Cildo Meireles: domande e risposte
Considerato uno dei capofila del panorama internazionale dell’arte concettuale, Cildo Meireles (Rio de Janeiro, 1948) è in realtà un artista di difficile classificazione che sin dagli esordi, nella seconda metà degli anni Sessanta del Novecento, ha realizzato sculture e installazioni di forte connotazione sociale e politica che prevedono spesso un coinvolgimento multisensoriale del visitatore. “Fin dall'inizio mi interessava il concetto che, per ogni nuova idea, si è liberi di ripartire da zero attraverso una nuova procedura del materiale”, afferma Meireles nel video-documentario che Gerald Fox ha realizzato in occasione della sua personale alla Tate Modern di Londra nel 2008. Idea, questa, fondante di tutta la sua produzione artistica, nella quale non è affatto agevole rintracciare un comune denominatore di media e materiali, se non appunto l’attitudine ad annullare la tradizionale distanza fra opera e spettatore. È infatti proprio a quest’ultimo che è sempre richiesta una reazione di fronte a situazioni di vita quotidiana decontestualizzate o condizioni inaspettate e spiazzanti, come ad esempio in uno dei suoi lavori più noti, Interções em Circuitos Ideolõgicos: Projeto Coca-Cola (Inserimenti in circuiti ideologici: progetto Coca-Cola, esposto nel 1970 nella influente mostra Information al Museum of Modern Art di New York), in cui messaggi politici di protesta sono applicati clandestinamente su bottiglie di Coca Cola regolarmente riutilizzate.
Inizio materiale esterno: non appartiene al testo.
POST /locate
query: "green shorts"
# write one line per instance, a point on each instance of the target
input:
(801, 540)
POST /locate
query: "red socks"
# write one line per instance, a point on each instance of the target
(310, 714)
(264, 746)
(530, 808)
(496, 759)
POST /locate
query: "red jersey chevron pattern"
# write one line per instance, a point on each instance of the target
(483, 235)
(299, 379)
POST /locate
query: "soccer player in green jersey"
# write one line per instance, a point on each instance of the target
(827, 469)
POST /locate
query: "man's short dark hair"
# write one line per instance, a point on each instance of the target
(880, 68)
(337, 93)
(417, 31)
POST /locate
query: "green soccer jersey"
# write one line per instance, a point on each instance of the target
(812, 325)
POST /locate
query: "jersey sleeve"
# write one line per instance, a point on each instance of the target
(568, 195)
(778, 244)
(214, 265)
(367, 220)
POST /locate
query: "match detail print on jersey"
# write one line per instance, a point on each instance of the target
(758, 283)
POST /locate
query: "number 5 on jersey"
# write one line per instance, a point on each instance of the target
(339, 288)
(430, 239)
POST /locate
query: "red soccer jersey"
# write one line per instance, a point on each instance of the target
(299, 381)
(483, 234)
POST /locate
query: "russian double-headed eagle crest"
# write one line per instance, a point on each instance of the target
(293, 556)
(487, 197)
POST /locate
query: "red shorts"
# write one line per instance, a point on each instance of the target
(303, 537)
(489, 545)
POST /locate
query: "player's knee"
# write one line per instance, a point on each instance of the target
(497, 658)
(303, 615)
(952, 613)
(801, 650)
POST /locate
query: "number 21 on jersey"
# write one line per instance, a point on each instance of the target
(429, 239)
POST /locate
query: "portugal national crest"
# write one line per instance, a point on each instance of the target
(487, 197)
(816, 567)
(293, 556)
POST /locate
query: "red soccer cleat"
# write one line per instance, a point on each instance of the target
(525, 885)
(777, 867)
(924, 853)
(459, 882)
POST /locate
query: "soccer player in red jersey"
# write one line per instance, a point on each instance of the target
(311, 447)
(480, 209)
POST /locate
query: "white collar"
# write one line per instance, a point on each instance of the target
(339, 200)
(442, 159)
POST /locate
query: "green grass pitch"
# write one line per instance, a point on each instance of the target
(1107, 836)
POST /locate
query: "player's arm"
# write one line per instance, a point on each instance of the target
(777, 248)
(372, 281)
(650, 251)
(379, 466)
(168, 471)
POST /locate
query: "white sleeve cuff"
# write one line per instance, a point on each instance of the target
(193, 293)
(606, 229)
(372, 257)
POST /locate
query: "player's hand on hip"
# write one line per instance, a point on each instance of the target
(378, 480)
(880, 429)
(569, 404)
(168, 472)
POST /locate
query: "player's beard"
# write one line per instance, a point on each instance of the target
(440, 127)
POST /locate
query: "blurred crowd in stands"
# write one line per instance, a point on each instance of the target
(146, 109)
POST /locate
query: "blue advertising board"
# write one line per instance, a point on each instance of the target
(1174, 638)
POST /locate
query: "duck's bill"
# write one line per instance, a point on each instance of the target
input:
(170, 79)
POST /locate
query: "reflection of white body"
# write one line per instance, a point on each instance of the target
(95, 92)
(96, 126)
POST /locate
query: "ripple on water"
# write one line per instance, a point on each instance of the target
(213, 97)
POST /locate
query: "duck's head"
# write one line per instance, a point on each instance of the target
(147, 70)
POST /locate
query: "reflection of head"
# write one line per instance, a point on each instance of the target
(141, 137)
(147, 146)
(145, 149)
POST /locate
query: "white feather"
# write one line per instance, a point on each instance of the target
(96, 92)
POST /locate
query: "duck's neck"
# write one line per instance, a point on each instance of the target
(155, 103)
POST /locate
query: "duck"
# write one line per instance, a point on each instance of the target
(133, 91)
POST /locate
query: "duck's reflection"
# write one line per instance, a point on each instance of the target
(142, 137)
O ancora, Elemento desaparecendo/elemento desaparecido (passado imminente), l’azione/installazione per Documenta del 2002, dove “ghiaccioli” realizzati con semplice acqua venivano distribuiti davanti al Federicianum di Kassel, un’operazione in cui Carlos Basualdo, co-curatore della rassegna, riconosceva un’allusione alla scarsità dell’acqua e una tacita ridiscussione delle nozioni di valore d'uso e di cambiamento che ricorrono nell'opera di Meireles.
Cildo Meireles, Elemento desaparecendo/elemento desaparecido (passado imminente), Documenta 11, 2002
Un altro elemento generatore di particolare rilievo è per Meireles la componente biografica. Figlio di un funzionario di un ente per la protezione delle popolazioni indigene, da ragazzo ha costantemente accompagnato i genitori durante i ripetuti spostamenti attraverso il vasto territorio brasiliano, raccogliendo suggestioni in seguito elaborate nella sua arte. Vive sulla propria pelle la profonda delusione all’indomani dell’insediamento del regime militare (1964-1985) che di colpo spazzò via qualsiasi speranza di riforme progressiste basate su idee “comuniste” che avrebbero favorito un diverso sviluppo industriale, economico e intellettuale del Brasile, e contribuito a migliorare in modo sostanziale la condizione sociale del paese, con una capillare diffusione dell’istruzione e la difesa sindacale dei diritti dei lavoratori. Entrato in contatto diretto con le diverse realtà delle comunità indigene, e avendone registrato le caratteristiche sociali e economiche, i suoi primissimi lavori riflettono e traducono le sue idee anche attraverso il neologismo “humiliminimalism”, da lui stesso coniato, per definire i suoi lavori in una reinterpretazione del minimalismo americano. Sul suo lavoro ebbe una certa influenza anche il movimento Tropicália, che fondeva cultura popolare con una forte sperimentazione, nonché il Neo Concretismo brasiliano, che avvicinava impegno politico, ricerca estetica e critica ai valori modernisti dell’arte occidentale.
Cildo Meireles, Virtual Volumes, 1967-2015
Un’opera che ben rappresenta il suo procedere artistico è Malhas da Liberdade (Reticoli di libertà, 1976), una struttura apparentemente disorganica, che si presenta come una “mappa” in cui fili di cotone disegnano una complessa geometria di biforcazioni ispirata a un famoso racconto Borges, Il giardino dei sentieri che si biforcano, e ai diagrammi di biforcazione dalla “teoria del caos”, un modello che allude al modo di operare della mente dell’artista, che procede per sovrapposizioni e divergenze tra percezione e realtà, tra l’aspettativa e l’effetto, sull’ambivalenza della visione e dello spazio.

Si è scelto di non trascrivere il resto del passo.